兵庫県文化賞 −劇作・演出・俳優 須永 克彦さん− |
平成15年度兵庫県文化賞受賞
劇作・演出・俳優 須永 克彦さん
〈幸福〉三部作は、今の時代に生きる 老人を励ます応援歌です
昭和14年神戸市生まれ。
俳優・演出家・劇作家として劇団「道化座」を主宰。
出演作は230作品を越え、演出家としては140作品を演出。昭和47年から稽古場に舞台を作り「道化座のいえノイエ」で140作品を連続公演。座付き作者として渡辺鶴の名前で〈幸福〉シリーズ3部作をはじめ、日中合作「小蓮の恋人」、児童劇「スーホの白い馬」を執筆。自作自演の一人芝居「カンカン人生」は200回を越えて上演。
たびたび訪中・訪韓し、中国・韓国の演劇人とともにアジアの演劇の発展に尽力しています。
神戸市在住。64歳
小学四年生の学芸会で先生に押し付けられて演じた芝居がつまらなかったせいで、芝居はコリゴリと思っていた須永さんでしたが、高校卒業前に突然劇団員募集に応募しました。
「絵が好きでね。大きな絵が描けるのと違うかなと思って、兵庫区荒田にあった劇団『神戸小劇場』に入ったんです。そしたら手が足りんから役者もやれ、言われてねぇ。さあ、ここで笑えとか言われても、おかしいもないのに笑えんわね」
そうは言っても芝居を何本か経験するうちに、須永さんは次第に演じることの面白さに目覚めていきました。
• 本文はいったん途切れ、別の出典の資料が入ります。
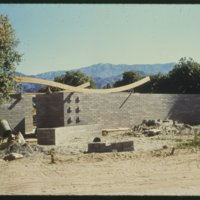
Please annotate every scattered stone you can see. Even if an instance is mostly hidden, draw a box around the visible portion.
[93,137,101,142]
[88,141,134,153]
[3,153,24,161]
[132,119,194,137]
[5,143,33,156]
[144,129,161,137]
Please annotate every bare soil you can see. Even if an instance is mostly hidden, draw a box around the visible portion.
[0,135,200,195]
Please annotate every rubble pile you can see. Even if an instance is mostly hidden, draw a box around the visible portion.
[133,119,193,137]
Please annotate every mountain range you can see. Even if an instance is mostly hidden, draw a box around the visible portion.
[16,63,175,92]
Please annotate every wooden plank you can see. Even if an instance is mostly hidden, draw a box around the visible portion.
[14,77,150,94]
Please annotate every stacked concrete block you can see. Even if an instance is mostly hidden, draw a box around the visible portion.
[36,92,200,129]
[0,94,33,134]
[37,124,100,145]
「その後仲間に呼ばれて東京で人形劇団を手伝ったりしていました。私の父は早くに亡くなり、一人っ子の私としては、神戸に残した母が心配で神戸に帰りたくなってね。しかし急に劇団を辞めるわけにはいかないから、母に『足が立たなくなったから、すぐ帰れ』という偽電報を打たせたんですわ」
神戸に戻った須永さんは、ひょんなことから道化座に参加することになりました。
「当時、道化座はシェイクスピアを中心とした大作を主に上演していましたが、昭和四十五年ごろになると、もっと身近なことを題材にした芝居をしたいと思うようになったんです。もっと若い人たちに芝居を見に来て欲しい。そこで稽古場のなかに舞台を設け、七、八十人のお客さんに芝居を見せる小劇場形式の公演『道化座のいえノイエ』をスタートさせました」
寺山修司、安部公房、別役実、つかこうへい、井上ひさしなど、新進気鋭の脚本家の作品を次々と取り上げた公演は、十五年連続毎月一作、毎週土・日曜日に公演するというハードなスケジュールでした。連続公演は話題を呼び、神戸だけでなく大阪、京都からも観客が駆けつけ人気を呼びました。
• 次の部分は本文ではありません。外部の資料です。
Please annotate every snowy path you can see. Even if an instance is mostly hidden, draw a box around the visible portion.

この頃から須永さんは役者・演出家・脚本家の三足のわらじをはくようになりました。
「脚本家としては渡辺鶴のペンネームを使っています。渡辺は私の本名で、渡辺が書くという意味ですわ。ちなみに須永は母の旧姓なんですよ」
そして渡辺鶴の処女作が須永さんの一人芝居『カンカン人生』でした。 通天閣の下「新世界」で繰り広げられる泣き笑いの人間模様を、須永さんはのびのびと鮮やかに演じました。
平成二年には、より庶民の生活に密着した〈幸福〉三部作シリーズの上演が始まりました。
「高齢化社会のなかで幸福とは一体何なのかと、このシリーズで問いかけています。年寄りが自分自身で生き抜いていくためには覚悟がいる時代です。このシリーズはいわば老人への応援歌なんですよ」
平成七年一月の阪神・淡路大震災は道化座にも大きな衝撃を与えました。 「JR六甲道駅北にあったスタジオが全焼しました。上階が居宅になっていたんですが、大道具も衣装も何もかも失ってしまいました。
ところが二十日後に大阪で公演が決まっていたんです。とても無理やと思ったのに、公演先の人たちがおおらかに『役者の皆さんがご無事なら、衣装なしでもやってくださいよ』とおっしゃるんです。
そこで仲間や多くの人たちの徹夜の協力を得て、無事公演することができました。感動でした」
震災の年の暮れには、早くも灘区岩屋の現スタジオ「IWAYA」の再建を果たしました。
庶民の暮らしに国境はないというのが長年の須永さんの持論です。
今、須永さんは、中国・韓国などアジア演劇人との交流に、より一層の意欲を燃やしています。